Attendees gather under the roof of the mausoleum to share a moment of silence during the playing of Taps as rain began to fall at the conclusion of the Fayetteville Community Candlelight Vigil Sunday night at Huse Memorial Park.

Although an exact statistic is hard to nail down, the Congressional Research Service estimates that over 1 million Americans have died in the service of the United States during the nation’s nearly 250-year history.

With families preparing for picnics and the unofficial start of the summer season, a group of West Virginians met at Fayetteville’s Huse Memorial Park and Mausoleum to remember the nation’s lost for Memorial Day.

West Virginia, particularly southern West Virginia, has often sent an excessive number of its citizens to war with totals from the world’s greatest conflict showing a disproportionate amount of sacrifice coming from Fayette County in particular.

According to war records from the National Archives, 223 young Americans from Fayette County made the ultimate sacrifice in World War II.

Eighty-eight soldiers, sailors and Marines from Greenbrier County lost their lives in that same conflict, 44 from Monroe County, 58 from Nicholas County, 200 from Raleigh County, 53 from Summers County and 74 from Wyoming County.

Looking around the cemetery, Fayetteville Mayor Dennis Hanson noted the numbers of veterans buried in the park.

Noting the nature of the day to remember those who perished in war, Hanson told the audience that in the solemn moment they must attempt to honor those who made the ultimate sacrifice.

“As you think about the evening, and you think about the future, take a little time sometime and just remember those that have served the country and given it all,” the mayor said.

The vigil’s keynote speaker, Col. Chris Selvey (U.S. Army-Retired), gave the audience a brief history of the event.

A veteran of deployments to Iraq and later to the Balkans, Selvey called those trips overseas eye-opening experiences, saying the loss that soldiers feel when a comrade dies is much more intense than deaths by natural causes.

“This day I know is a very difficult day for many wives, many husbands, especially mothers and fathers, sons and daughters,” Selvey said. “This day can be a day of bringing back sadness and pain that was caused by the loss of this loved one for their country.”

The Army veteran spoke on the difficulty of putting into perspective what is lost when a service member makes the ultimate sacrifice.

What Selvey could put into perspective was the fact that Memorial Day has gotten away from its intended purpose.

“This day is much more than a day of barbecuing, boating and swimming,” the Army veteran said. “It’s much more than a day off of work that marks the unofficial start of summer in most people’s eyes.”

Selvey said the day is about expressing your feelings about those who died and service and doing your best to remember their sacrifice.

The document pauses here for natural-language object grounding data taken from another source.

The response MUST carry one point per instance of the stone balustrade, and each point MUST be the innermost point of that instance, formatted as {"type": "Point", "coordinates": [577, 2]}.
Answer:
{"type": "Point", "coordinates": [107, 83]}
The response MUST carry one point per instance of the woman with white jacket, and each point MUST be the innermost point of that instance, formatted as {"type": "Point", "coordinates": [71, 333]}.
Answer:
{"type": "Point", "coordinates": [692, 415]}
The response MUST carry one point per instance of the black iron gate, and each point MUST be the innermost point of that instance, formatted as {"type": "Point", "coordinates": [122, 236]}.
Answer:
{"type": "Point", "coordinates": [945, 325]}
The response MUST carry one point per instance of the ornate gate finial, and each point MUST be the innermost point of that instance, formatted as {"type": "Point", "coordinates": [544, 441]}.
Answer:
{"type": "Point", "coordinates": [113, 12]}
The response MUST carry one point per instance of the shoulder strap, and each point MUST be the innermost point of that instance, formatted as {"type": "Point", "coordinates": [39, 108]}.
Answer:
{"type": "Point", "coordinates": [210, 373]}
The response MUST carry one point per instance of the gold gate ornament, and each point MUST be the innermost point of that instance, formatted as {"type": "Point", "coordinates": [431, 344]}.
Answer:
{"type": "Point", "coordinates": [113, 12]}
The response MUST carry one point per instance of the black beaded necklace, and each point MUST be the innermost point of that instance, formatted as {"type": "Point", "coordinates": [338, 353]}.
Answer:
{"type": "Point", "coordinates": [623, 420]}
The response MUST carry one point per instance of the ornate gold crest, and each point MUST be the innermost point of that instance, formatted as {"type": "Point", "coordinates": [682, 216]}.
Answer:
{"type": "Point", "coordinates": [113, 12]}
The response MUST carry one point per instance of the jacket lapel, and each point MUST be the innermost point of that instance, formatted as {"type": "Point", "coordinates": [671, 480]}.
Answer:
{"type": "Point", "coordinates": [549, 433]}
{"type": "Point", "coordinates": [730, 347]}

“Everything that we hold precious in this country was made possible from the generations and generations of Americans who gave it their all,” Selvey said.

To mark his own remembrance, the Army veteran read the names of those he knew or was connected to who made the ultimate sacrifice, finishing with a quote from an unknown author.

“Our country’s flag does not fly because the wind moves it,” Selvey read. “It flies with the last breath of each soldier who died protecting it.”